A flying squirrel jumped from a tree 11 feet in the air at an initial velocity of 9 feet per second. The equation h= -2t^2+9t+11 models his jump where h is height in feet and t is time in seconds.

A: To find the squirrel's max height, we need to determine the vertex of the parabolic equation h= -2t^2 + 9t + 11. The formula for the x-coordinate of the vertex is given by t = -b/2a. In this case, a = -2 and b = 9, so t = -9 / 2(-2) = -9 / -4 = 2.25 seconds.

To find the max height, substitute t = 2.25 into the equation h= -2t^2+9t+11:
h = -2(2.25)^2 + 9(2.25) + 11
h = -2(5.0625) + 20.25 + 11
h = -10.125 + 20.25 + 11
h = 21.125 feet

Therefore, the squirrel's max height was 21.125 feet.

B: The squirrel reaches this max height at t = 2.25 seconds.

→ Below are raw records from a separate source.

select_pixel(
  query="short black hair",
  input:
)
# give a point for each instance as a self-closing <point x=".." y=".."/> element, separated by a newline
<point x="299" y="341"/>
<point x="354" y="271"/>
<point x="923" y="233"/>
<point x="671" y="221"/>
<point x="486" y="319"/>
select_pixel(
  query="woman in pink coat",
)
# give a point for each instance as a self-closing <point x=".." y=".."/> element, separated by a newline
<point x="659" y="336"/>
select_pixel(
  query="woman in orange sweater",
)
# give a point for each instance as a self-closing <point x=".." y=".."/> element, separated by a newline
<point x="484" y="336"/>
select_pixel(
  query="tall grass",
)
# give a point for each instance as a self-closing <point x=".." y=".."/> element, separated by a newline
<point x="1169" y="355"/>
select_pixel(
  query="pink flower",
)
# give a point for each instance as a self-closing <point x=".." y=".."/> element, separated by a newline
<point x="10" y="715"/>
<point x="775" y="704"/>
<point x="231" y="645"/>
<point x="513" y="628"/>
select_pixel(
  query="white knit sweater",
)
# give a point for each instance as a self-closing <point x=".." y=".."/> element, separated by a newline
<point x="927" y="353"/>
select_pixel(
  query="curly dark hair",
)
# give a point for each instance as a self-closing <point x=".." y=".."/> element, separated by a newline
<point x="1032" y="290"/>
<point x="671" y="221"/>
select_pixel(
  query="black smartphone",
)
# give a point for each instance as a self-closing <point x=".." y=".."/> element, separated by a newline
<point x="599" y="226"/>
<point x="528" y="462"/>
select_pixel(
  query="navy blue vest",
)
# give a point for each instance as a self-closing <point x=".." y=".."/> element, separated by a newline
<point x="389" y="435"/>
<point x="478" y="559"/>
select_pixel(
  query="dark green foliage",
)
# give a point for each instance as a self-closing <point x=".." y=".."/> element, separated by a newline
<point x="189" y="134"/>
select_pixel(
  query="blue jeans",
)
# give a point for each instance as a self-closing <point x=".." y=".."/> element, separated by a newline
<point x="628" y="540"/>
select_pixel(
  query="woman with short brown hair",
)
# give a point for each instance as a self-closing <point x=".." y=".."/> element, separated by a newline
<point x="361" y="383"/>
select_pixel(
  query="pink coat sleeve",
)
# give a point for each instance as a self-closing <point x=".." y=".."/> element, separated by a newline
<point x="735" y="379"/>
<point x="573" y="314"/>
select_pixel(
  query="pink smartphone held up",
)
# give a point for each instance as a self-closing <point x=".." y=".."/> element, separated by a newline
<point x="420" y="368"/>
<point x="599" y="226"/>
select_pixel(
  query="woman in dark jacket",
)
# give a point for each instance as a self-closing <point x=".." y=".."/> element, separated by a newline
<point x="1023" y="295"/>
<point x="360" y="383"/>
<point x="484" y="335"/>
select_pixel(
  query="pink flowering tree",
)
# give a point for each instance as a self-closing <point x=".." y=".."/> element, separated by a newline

C: To find when the squirrel reaches the ground, we need to set h = 0 and solve for t in the equation h= -2t^2+9t+11:
0 = -2t^2 + 9t + 11
Rearranging:
2t^2 - 9t - 11 = 0

Using the quadratic formula t= (-(-9) +/- sqrt((-9)^2 - 4(2)(-11))) / 2(2):
t = (9 +/- sqrt(81 + 88)) / 4
t = (9 +/- sqrt(169)) / 4
t = (9 +/- 13) / 4

There are two possible solutions:
1) t = (9 + 13) / 4 = 5.5 seconds
2) t = (9 - 13) / 4 = -1 second

Since time cannot be negative, the squirrel reaches the ground at 5.5 seconds after jumping from the tree.